UH Grad Student Sruthi Thekkiam Named the 2010 Tagore Scholar at UH
Tagore Initial Report
I want to begin by again thanking the Tagore Society for allowing me this opportunity. I also want to thank a few people whose assistance and kindness I would not have managed. Partha Sengupta and his sister and brother-in-law Supriya and Sekhar Roy helped me find housing, Krishna and Monoj Dutta in whose home I stayed and for introducing me to contacts in Santiniketan. All of these people took me under their wings and treated me like family. I also want to thank Dipankar Roy, an English professor of Tagore’s fiction at Visva-Bharati University, Dr. Aboul-Ela, my project mentor at the University of Houston, and Dr. Herendeen the English department chair at University of Houston.
In Kolkata I researched in Calcutta University’s library and in the Comparative Literature Library at Jadavpur University. I toured Rabindra Bharti in Joransko and Supria and Sekhar Roy showed me the sights around Kolkata, such as the Victoria Memorial and the riverside. They also introduced me to a circle of artists and professors with whom I discussed Tagore’s art, mission, and role in Bengal. We discussed the issues of the day, how they are still reflected in art, and how art can initiate social awareness and social change, a key element in Tagore’s writing.
In Santiniketan, I met with professors at Visva-Bharatia University, visited Pous Mela, toured the Santiniketan Society of Visual Art and Design, studied in the Tagore Center library, toured Rabindra-Bhavana, Visva-Bharati’s campuses, and Pearson Pali. The contacts I made through Krishna Dutta allowed me access to areas in Tagore’s home that are closed to the public, Tagore’s drawing room, his daughter’s bedroom, and his dining room, in which I had tea. I was in awe.
While I consulted many texts, the most useful texts from the various university libraries were:
- Dutta, Krishna and Andrew Robinson, Rabindranath Tagore: The Myriad-Minded Man
- Gupta, Kalyan Sen. The Philosophy of Rabindranath Tagore.
- Kripalani, Krishna. Rabindranath Tagore: A Biography.
- Raj, G.V, Tagore: The Novelist New Delhi: Sterling PPL 1983
- Thompson, Edward, Rabindranath Tagore: A Centenary Volume
My initial interest in Tagore came through learning about this scholarship. While researching Tagore, I noticed that his life and work followed key Romantic ideologies. As I continued to read, I saw how Tagore’s literature includes aspects of British Romanticism, but he shifts these elements, transforming them to fit the crisis in culture that is specific to India’s political, social, and economic climate. While I started by reading Tagore’s poetry, I was more drawn to his fiction. I read a collection of Tagore’s short stories, The Home and the World and Gora, but it was Gora, in particular, that most interested me. It is a work that illustrates Tagore’s theory that political institutions can interfere with and disrupt what would be a natural humanity, how systems that serve themselves rather than the people, systems that create economic divides, can contaminate what has the potential to be a utopian-like existence.
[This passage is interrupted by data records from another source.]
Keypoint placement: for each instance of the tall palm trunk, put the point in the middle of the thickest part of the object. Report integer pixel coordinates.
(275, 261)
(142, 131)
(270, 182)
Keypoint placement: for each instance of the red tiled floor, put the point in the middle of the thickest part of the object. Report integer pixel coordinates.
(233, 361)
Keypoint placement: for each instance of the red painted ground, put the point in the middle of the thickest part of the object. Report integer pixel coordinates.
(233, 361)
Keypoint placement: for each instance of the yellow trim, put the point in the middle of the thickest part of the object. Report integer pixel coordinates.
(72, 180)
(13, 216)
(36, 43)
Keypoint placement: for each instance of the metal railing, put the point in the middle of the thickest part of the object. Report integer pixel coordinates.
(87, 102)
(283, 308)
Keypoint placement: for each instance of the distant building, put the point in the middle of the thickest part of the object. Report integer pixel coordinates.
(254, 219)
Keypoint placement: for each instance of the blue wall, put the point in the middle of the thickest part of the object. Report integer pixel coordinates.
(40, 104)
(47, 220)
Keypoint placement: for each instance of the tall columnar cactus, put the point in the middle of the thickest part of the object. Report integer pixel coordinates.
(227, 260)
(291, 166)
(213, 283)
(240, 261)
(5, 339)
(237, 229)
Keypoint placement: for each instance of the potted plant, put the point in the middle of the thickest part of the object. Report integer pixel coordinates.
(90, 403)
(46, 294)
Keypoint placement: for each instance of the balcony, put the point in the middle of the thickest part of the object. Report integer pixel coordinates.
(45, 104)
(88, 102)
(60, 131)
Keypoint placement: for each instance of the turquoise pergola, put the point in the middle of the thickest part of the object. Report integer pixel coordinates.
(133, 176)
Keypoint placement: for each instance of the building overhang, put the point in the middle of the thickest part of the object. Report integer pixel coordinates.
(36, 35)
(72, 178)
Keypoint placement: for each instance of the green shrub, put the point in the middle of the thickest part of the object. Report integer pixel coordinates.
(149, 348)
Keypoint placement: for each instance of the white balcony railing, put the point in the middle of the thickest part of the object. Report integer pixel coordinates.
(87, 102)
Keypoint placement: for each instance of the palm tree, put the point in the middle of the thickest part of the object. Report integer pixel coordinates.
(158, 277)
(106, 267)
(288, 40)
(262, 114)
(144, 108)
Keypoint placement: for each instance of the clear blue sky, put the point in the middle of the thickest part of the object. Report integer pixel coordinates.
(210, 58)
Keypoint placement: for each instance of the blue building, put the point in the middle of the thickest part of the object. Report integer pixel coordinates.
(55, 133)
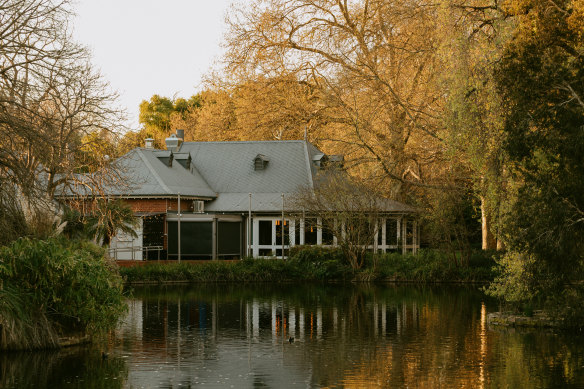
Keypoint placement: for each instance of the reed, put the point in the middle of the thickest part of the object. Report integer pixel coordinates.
(53, 288)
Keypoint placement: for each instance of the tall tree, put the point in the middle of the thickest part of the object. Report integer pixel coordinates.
(50, 98)
(472, 37)
(541, 77)
(372, 63)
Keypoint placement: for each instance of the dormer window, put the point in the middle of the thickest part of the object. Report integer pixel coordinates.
(260, 162)
(320, 160)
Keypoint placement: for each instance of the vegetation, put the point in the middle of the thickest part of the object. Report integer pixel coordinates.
(313, 263)
(54, 288)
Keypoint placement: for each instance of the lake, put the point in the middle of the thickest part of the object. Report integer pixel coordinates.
(240, 336)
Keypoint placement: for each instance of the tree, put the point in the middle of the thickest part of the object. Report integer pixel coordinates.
(51, 100)
(348, 209)
(372, 65)
(541, 77)
(109, 218)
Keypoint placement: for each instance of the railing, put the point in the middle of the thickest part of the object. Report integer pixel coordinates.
(114, 251)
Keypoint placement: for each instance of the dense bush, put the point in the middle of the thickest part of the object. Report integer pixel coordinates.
(313, 263)
(64, 286)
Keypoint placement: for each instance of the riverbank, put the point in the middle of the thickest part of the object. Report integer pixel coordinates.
(55, 293)
(319, 264)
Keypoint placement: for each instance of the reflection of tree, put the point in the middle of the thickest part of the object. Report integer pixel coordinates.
(358, 336)
(68, 368)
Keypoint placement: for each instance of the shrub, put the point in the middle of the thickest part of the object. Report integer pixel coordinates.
(66, 285)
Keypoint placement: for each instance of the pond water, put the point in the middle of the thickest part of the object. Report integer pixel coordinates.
(230, 336)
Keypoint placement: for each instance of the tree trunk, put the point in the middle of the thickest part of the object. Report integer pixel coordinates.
(489, 241)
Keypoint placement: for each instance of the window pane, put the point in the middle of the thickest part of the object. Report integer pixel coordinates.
(327, 232)
(279, 232)
(391, 232)
(265, 233)
(310, 231)
(229, 238)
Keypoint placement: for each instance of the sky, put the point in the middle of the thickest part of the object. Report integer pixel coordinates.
(146, 47)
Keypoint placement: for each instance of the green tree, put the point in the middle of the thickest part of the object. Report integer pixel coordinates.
(541, 77)
(110, 218)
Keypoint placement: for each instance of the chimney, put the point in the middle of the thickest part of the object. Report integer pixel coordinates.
(172, 142)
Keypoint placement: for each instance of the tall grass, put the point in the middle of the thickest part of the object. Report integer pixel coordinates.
(53, 288)
(312, 263)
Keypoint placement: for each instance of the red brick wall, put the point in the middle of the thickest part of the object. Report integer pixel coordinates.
(158, 205)
(148, 205)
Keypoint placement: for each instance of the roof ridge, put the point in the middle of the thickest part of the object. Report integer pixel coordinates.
(247, 141)
(153, 172)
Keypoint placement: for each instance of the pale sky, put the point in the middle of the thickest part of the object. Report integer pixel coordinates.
(146, 47)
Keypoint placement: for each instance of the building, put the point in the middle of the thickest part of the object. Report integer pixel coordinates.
(226, 189)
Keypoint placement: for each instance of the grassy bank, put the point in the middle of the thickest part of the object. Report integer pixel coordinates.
(311, 263)
(55, 288)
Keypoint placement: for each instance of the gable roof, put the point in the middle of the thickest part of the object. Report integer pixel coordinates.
(228, 167)
(147, 174)
(224, 174)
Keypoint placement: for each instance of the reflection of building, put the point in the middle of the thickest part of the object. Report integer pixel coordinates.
(359, 338)
(232, 197)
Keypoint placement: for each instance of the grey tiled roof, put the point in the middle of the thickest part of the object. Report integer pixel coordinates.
(228, 167)
(224, 174)
(146, 175)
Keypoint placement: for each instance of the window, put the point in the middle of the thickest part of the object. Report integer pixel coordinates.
(310, 231)
(391, 232)
(260, 162)
(265, 232)
(279, 232)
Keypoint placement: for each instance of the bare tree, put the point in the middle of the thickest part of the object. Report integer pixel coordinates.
(373, 63)
(349, 210)
(51, 100)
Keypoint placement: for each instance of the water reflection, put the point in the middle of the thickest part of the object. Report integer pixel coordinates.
(343, 336)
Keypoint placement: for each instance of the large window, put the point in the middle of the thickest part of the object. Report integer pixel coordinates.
(196, 240)
(391, 232)
(229, 239)
(285, 231)
(328, 232)
(310, 231)
(265, 232)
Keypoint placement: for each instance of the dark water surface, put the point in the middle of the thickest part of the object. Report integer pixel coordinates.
(230, 336)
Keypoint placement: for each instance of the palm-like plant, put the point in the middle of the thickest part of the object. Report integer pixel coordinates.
(109, 218)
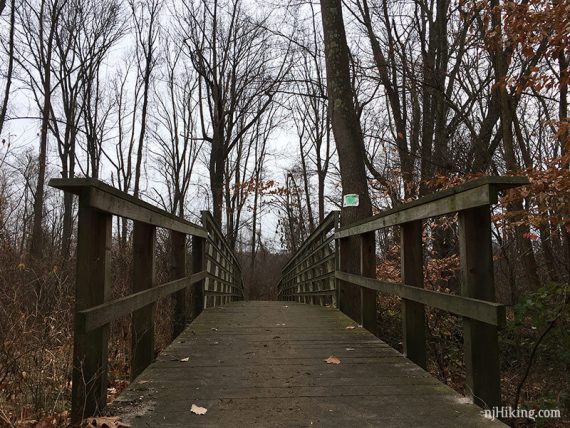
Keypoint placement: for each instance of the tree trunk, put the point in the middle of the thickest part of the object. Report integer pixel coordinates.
(10, 70)
(350, 147)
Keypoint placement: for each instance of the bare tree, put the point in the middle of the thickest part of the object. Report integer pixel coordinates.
(230, 50)
(145, 19)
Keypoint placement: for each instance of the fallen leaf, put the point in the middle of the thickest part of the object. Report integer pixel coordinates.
(198, 410)
(332, 360)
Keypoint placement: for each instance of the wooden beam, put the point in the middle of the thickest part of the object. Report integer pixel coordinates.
(113, 201)
(329, 223)
(198, 265)
(97, 316)
(92, 287)
(142, 326)
(178, 271)
(480, 310)
(479, 192)
(413, 313)
(368, 269)
(477, 281)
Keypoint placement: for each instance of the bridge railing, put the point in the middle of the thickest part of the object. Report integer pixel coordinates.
(215, 278)
(482, 316)
(309, 277)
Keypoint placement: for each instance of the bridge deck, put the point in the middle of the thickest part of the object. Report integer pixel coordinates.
(262, 364)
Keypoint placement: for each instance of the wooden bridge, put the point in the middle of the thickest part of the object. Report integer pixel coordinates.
(311, 358)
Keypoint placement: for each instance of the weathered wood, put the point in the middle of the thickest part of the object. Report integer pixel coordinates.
(264, 366)
(198, 265)
(413, 313)
(477, 281)
(476, 309)
(100, 315)
(178, 271)
(92, 287)
(142, 326)
(367, 295)
(113, 201)
(329, 223)
(480, 192)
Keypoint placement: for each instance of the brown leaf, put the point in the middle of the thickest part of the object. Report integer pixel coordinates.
(332, 360)
(198, 410)
(104, 422)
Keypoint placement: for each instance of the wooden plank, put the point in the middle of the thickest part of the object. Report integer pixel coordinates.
(247, 372)
(212, 227)
(100, 315)
(477, 281)
(328, 224)
(303, 257)
(113, 201)
(476, 309)
(198, 265)
(413, 313)
(178, 271)
(92, 287)
(483, 195)
(142, 326)
(479, 192)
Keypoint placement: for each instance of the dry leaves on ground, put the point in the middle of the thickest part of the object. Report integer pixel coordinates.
(198, 410)
(104, 422)
(332, 360)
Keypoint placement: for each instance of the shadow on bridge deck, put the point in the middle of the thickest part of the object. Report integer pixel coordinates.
(262, 364)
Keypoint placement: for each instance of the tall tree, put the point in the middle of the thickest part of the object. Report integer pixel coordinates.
(39, 27)
(350, 147)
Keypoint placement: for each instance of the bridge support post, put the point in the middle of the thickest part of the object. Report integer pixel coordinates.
(357, 255)
(477, 281)
(198, 265)
(142, 327)
(368, 269)
(178, 266)
(92, 288)
(413, 313)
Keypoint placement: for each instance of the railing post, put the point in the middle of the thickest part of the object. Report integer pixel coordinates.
(477, 281)
(178, 266)
(368, 269)
(198, 265)
(144, 239)
(413, 313)
(92, 288)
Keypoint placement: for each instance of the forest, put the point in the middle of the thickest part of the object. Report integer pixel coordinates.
(229, 106)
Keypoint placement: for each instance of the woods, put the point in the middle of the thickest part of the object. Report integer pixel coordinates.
(268, 115)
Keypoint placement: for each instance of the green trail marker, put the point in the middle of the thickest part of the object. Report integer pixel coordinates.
(351, 200)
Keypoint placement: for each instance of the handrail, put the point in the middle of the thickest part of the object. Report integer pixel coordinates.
(476, 193)
(482, 317)
(94, 309)
(309, 275)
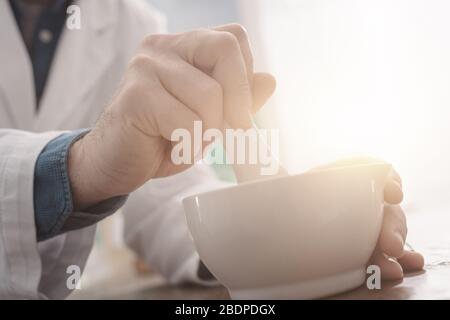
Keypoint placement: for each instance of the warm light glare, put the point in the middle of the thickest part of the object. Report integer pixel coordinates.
(372, 77)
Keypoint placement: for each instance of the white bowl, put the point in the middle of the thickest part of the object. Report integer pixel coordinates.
(296, 237)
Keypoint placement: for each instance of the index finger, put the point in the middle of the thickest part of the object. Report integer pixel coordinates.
(219, 55)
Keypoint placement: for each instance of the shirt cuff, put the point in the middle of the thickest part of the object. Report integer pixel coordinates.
(53, 204)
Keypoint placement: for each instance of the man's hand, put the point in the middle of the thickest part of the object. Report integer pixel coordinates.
(174, 80)
(390, 254)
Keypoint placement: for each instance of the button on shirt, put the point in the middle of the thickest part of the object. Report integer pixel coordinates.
(41, 24)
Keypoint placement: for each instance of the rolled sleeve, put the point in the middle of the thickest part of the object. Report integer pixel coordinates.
(53, 202)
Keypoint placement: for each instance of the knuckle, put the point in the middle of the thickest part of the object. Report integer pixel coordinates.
(141, 61)
(153, 40)
(228, 41)
(239, 32)
(213, 93)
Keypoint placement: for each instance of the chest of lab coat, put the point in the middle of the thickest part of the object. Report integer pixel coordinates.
(85, 73)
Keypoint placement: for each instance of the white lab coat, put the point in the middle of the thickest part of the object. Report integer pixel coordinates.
(85, 73)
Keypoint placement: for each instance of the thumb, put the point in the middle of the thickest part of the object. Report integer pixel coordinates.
(264, 85)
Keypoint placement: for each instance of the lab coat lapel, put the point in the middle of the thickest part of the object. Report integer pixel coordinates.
(16, 73)
(81, 59)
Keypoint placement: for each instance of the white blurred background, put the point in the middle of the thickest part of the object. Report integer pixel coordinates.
(355, 77)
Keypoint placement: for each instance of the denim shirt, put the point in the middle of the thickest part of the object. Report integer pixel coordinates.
(41, 27)
(53, 204)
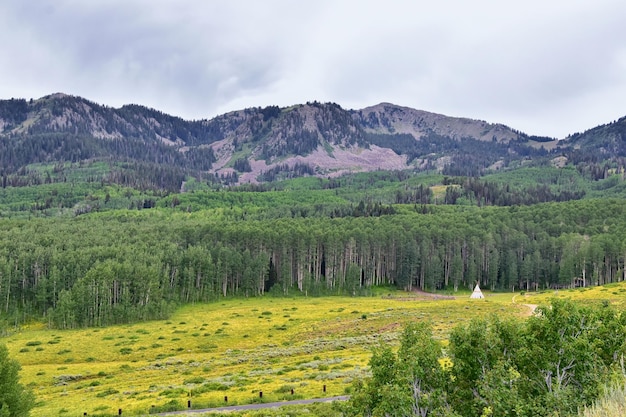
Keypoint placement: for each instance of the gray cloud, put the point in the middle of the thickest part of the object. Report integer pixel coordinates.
(549, 68)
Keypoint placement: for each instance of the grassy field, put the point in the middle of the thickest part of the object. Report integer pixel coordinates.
(237, 349)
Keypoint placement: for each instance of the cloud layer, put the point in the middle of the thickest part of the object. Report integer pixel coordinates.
(547, 68)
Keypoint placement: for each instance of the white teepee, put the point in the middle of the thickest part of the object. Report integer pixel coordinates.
(477, 292)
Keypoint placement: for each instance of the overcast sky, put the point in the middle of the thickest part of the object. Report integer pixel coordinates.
(546, 67)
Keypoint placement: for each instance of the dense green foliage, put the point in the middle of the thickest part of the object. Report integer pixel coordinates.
(125, 265)
(550, 365)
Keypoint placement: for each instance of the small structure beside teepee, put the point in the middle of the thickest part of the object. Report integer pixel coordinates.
(477, 292)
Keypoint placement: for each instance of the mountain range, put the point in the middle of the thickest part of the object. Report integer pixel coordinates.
(263, 144)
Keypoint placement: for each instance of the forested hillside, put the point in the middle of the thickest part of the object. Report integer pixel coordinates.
(117, 215)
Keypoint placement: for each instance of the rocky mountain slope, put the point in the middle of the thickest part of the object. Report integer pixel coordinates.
(260, 144)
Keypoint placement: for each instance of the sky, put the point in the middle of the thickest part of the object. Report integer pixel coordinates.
(545, 67)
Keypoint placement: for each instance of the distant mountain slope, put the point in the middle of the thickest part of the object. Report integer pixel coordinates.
(262, 144)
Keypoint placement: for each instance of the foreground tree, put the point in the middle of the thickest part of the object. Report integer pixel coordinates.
(15, 400)
(549, 365)
(409, 383)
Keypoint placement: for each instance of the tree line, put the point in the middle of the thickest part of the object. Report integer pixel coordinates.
(552, 364)
(122, 266)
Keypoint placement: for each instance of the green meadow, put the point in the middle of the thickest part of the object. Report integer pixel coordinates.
(235, 349)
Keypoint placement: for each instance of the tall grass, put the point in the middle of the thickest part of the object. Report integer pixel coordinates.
(611, 404)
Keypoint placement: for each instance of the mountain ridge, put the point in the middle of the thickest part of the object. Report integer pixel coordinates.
(261, 144)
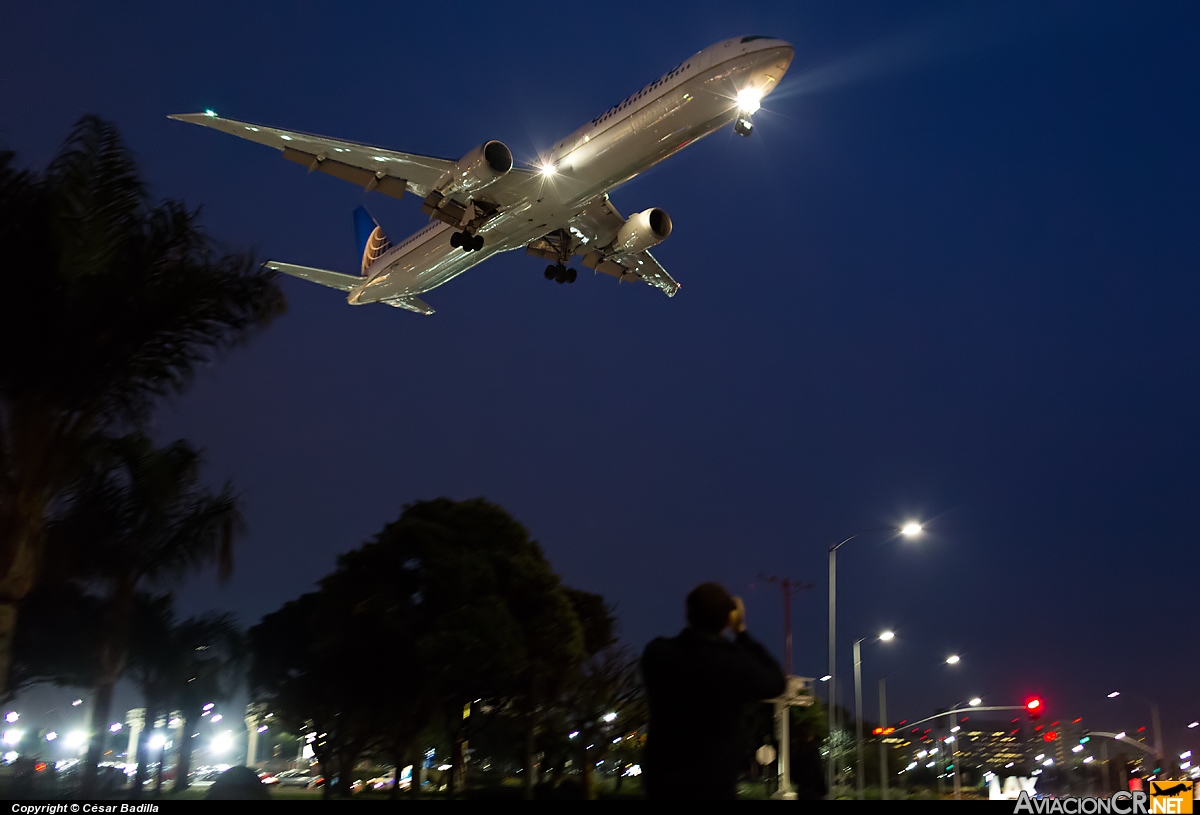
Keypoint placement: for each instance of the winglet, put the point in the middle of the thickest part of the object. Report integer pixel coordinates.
(371, 240)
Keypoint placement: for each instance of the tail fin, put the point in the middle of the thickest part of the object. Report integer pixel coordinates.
(371, 240)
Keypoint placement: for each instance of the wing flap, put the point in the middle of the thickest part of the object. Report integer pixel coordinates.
(409, 304)
(352, 161)
(322, 276)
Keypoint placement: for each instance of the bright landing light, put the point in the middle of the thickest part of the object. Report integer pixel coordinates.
(750, 100)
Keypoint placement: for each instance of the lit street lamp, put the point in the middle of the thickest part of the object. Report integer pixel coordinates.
(910, 529)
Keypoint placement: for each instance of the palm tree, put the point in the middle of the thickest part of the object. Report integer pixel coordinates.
(173, 664)
(141, 520)
(108, 301)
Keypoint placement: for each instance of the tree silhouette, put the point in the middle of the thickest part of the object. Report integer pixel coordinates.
(138, 520)
(108, 301)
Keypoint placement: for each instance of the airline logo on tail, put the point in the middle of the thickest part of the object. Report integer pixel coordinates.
(371, 240)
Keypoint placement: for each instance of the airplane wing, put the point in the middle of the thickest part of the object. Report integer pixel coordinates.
(597, 227)
(373, 168)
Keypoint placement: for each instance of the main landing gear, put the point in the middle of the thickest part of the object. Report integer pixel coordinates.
(559, 273)
(466, 241)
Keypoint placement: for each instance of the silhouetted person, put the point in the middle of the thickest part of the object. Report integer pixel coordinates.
(697, 684)
(808, 775)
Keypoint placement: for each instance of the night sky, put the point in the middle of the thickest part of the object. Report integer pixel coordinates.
(952, 277)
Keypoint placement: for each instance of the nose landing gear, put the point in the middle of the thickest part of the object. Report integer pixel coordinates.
(559, 273)
(467, 241)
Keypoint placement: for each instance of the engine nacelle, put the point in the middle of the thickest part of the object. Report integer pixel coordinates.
(483, 166)
(641, 232)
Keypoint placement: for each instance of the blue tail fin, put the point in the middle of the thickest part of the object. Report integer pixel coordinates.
(371, 240)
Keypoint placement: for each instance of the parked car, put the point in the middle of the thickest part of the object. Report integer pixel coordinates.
(300, 778)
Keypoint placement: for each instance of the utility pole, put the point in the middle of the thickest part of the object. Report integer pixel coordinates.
(789, 588)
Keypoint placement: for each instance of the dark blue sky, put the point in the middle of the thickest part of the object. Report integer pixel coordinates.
(952, 276)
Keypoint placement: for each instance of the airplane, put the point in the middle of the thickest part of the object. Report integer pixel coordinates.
(484, 204)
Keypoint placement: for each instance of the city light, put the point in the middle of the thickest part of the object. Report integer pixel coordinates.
(222, 742)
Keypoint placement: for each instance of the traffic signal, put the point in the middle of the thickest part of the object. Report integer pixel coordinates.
(1035, 707)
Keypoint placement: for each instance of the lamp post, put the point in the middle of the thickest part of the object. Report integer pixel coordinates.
(909, 531)
(1153, 720)
(886, 636)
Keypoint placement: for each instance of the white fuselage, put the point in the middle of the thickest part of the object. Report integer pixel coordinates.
(687, 103)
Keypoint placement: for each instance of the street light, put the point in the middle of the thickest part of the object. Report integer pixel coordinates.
(886, 636)
(910, 529)
(1153, 718)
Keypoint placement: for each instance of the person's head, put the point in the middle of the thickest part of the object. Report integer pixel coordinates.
(708, 607)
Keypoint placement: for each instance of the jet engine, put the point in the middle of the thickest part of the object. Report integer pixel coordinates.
(641, 232)
(483, 166)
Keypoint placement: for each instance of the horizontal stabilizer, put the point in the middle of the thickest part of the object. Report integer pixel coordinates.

My research in India supported my idea that Tagore takes aspects of British Romanticism and transforms them to use them for his mission of progressing Indian society and culture. As I read, I narrowed to a specific Romantic figure, the Byronic Hero. In Gora, the title character, Gora, fits the description of the Byronic Hero, who is tortured, who tortures those around him because of his unrelenting ideologies, and whose distinctive physical presence signifies that he is unique. But unlike the British Byronic Hero, Gora does not die tortured and alone. He does not sacrifice others to fulfill his selfish goals. Instead, Tagore uses the powerful figure of the Byronic Hero to further his idea that when individuals live their lives by breaking from social constraints, they actually advance their society rather than harm it. As I write the final project, I will more fully develop these claims, and I will continue my research and writing through this semester and into the summer and will have the final project completed by August 2013.
One of the most important findings goes beyond the Romanticism project though. It occurred when reading Tagore’s journals and letters and in the midst of my interactions with the artists and professors. I realized that beyond sharing Tagore’s ideas on art and society, I genuinely liked Tagore and would have liked to know him. Making such a powerful connection with a man who died decades before I was born, who lived across the globe from me, and making such powerful connections with my new friends in India, with whom I am still in contact, and with whom I would trust with my life, truly embodies Tagore’s vision of a union between the East and the West.